The investors meeting will be held in Dubai on November 23 before one in Singapore on November 24 and a meeting in London on November 25. Citigroup, Deutsche Bank, Dubai Islamic Bank and Standard Chartered have been mandated to run the Sukuk issue. The official expects the country is likely to attract investor interest because of high appetite for Sukuk all around the world and that would also support the demand for Pakistan’s offering. The country has no global Sukuk outstanding.
The government has yet to announce the maturity for Sukuk, but the market predicts a 10-year Sukuk would probably yield from 7.25 to 7.5, while a five-year note will pay from six percent to 6.5 percent. Analysts said worldwide sales of Islamic bonds have dropped 81 percent last quarter to $2 billion, while issuance climbed 11 percent in 2014 to $38.9 billion, showing huge demand for the Islamic papers. Pakistan last tapped the international debt market in April, when the country had successfully launched a Eurobond in April in two $1 billion tranches to build up its much-needed foreign currency reserves.
On the expected release of $1.1 billion tranches under the International Monetary Fund (IMF) bailout package, the official said the IMF’s executive board will meet on December 17 to approve next tranche for the country. The IMF, last year, help Pakistan to avoid a possible default by agreeing to lend a $6.8 billion bailout package over three years.
The official said Pakistan would make efforts to increase its foreign exchange reserves up to $15 billion by the end of December 2014, with or without being part of the IMF programme, to meet funds obligation of three months import bill.

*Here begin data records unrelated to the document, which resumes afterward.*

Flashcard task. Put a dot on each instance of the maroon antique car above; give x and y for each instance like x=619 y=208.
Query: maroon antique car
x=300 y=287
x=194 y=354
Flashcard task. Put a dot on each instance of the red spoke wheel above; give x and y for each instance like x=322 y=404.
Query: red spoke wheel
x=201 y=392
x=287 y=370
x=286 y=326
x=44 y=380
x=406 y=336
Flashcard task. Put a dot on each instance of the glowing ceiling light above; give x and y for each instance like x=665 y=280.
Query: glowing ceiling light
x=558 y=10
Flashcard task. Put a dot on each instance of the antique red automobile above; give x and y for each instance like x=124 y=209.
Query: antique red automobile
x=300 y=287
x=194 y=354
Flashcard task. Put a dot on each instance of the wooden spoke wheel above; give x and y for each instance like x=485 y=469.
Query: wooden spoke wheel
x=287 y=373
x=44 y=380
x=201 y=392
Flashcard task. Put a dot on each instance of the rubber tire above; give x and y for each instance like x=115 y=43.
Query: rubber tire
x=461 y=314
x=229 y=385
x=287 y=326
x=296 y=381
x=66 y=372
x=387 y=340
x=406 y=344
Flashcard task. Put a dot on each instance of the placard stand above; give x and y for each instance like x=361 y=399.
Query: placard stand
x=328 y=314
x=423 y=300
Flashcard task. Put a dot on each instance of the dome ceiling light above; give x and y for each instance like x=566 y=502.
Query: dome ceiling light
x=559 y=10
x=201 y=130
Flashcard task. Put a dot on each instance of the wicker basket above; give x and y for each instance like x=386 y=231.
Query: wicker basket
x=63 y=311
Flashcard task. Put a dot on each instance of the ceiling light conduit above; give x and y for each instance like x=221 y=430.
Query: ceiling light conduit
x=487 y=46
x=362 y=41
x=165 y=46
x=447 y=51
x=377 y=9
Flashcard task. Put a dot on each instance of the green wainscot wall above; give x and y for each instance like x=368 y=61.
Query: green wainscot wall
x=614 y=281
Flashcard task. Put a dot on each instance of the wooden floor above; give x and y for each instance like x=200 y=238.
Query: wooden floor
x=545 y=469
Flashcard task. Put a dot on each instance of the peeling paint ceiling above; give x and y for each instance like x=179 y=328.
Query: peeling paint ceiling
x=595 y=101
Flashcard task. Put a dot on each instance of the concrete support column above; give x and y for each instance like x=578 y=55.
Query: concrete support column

“The accumulation of reserves is necessary for the country’s economy,” said the official. A depleting reserve indicates economy’s weakness so the government as well as the central bank wants to build up the reserves, official said. “The IMF has never talked about devaluation of rupee against the dollar, however the Fund staff did talk about Real Effective Exchange Rate (REEF) and prepares their own estimates in accordance with different formulas,” said the official.
The top official said the consensus on the economic agenda is imperative as political sit-ins in Islamabad, court orders and soft oil prices at the world markets foiled attempts to generate $850 million through divestment of OGDCL shares. The official, when asked on net increase in external debt by $5 billion in one year by the PML (N) government, explained that the country had paid back highest amount to the IMF on the account of previous loan obtained during the PPP regime in the same year when it borrowed maximum.
The public debt to GDP ratio stood at 64 percent of GDP on June 30, 2014 but it was expected that the public debt in terms of GDP ratio would be coming down in years ahead, he added.